Black Tailed Godwit Credit: WWT

Twenty-six rare wading bird chicks have been hatched by conservationists in the Fens as part of a project to protect declining species.

The black-tailed godwits which are at risk of global extinction, will be hand-reared by staff at the Welney Wetland Centre.

They're working with the RSPB in a five year project to increase numbers.

With most of the UK’s black-tailed godwits making a home in the Fens, this region is vital to the quest to maintain and increase their numbers.

The future of the species in the UK, and globally, is currently very uncertain and they are ‘red-listed’ on the UK Birds of Conservation Concern. Godwits nest on the ground so they’re susceptible to flooding in spring-time and vulnerable to predators.

– Hannah Ward, RSPB
This summer is the first of five breeding seasons for the godwits Credit: WWT

This summer is the first of five breeding seasons during which black-tailed godwits will be given a helping hand.

Now the chicks have hatched they will be reared, before they are released into the wild once they are close to fledging.

We’re really excited to get underway with Project Godwit. Now the eggs have hatched, the staff at WWT Welney will have their hands full for the next few weeks as they care for the chicks.

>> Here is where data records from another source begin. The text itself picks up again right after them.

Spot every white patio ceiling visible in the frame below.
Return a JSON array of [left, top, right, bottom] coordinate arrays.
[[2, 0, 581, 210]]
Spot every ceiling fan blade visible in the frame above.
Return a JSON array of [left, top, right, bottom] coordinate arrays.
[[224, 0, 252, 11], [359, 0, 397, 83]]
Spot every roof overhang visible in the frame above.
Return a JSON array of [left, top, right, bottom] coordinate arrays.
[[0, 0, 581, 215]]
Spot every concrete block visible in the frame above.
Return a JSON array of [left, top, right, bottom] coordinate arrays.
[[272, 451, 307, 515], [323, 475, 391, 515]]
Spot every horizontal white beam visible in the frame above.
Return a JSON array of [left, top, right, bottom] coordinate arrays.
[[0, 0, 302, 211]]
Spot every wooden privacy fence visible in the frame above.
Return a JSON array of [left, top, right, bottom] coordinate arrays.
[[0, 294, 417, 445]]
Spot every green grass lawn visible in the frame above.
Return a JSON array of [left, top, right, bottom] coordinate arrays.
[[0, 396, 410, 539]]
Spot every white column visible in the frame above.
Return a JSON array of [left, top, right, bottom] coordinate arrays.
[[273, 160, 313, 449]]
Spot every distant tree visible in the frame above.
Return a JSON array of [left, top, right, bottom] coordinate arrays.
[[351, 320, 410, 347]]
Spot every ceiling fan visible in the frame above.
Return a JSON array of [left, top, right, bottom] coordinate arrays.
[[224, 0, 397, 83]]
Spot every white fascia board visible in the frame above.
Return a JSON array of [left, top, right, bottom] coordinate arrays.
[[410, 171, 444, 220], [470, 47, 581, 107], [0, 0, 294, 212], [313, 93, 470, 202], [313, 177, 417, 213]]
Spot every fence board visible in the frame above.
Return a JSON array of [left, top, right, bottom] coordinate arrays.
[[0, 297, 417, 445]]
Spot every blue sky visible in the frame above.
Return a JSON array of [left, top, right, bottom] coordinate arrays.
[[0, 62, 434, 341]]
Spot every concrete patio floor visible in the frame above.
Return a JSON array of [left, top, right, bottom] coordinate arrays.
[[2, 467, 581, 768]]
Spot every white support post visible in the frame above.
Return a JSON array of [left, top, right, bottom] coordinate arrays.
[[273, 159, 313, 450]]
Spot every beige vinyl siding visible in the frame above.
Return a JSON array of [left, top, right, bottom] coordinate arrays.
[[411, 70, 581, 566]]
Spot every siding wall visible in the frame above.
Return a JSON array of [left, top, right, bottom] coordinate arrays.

Headstarting young birds is a big intervention and it has already proved to be a huge help in the bid to save another species – the spoon-billed sandpiper – from extinction.

It increases the number of young birds fledging from the breeding grounds, and it also gives us the opportunity to mark the chicks so we can follow them throughout their lives, giving us a crucial insight into their behaviour.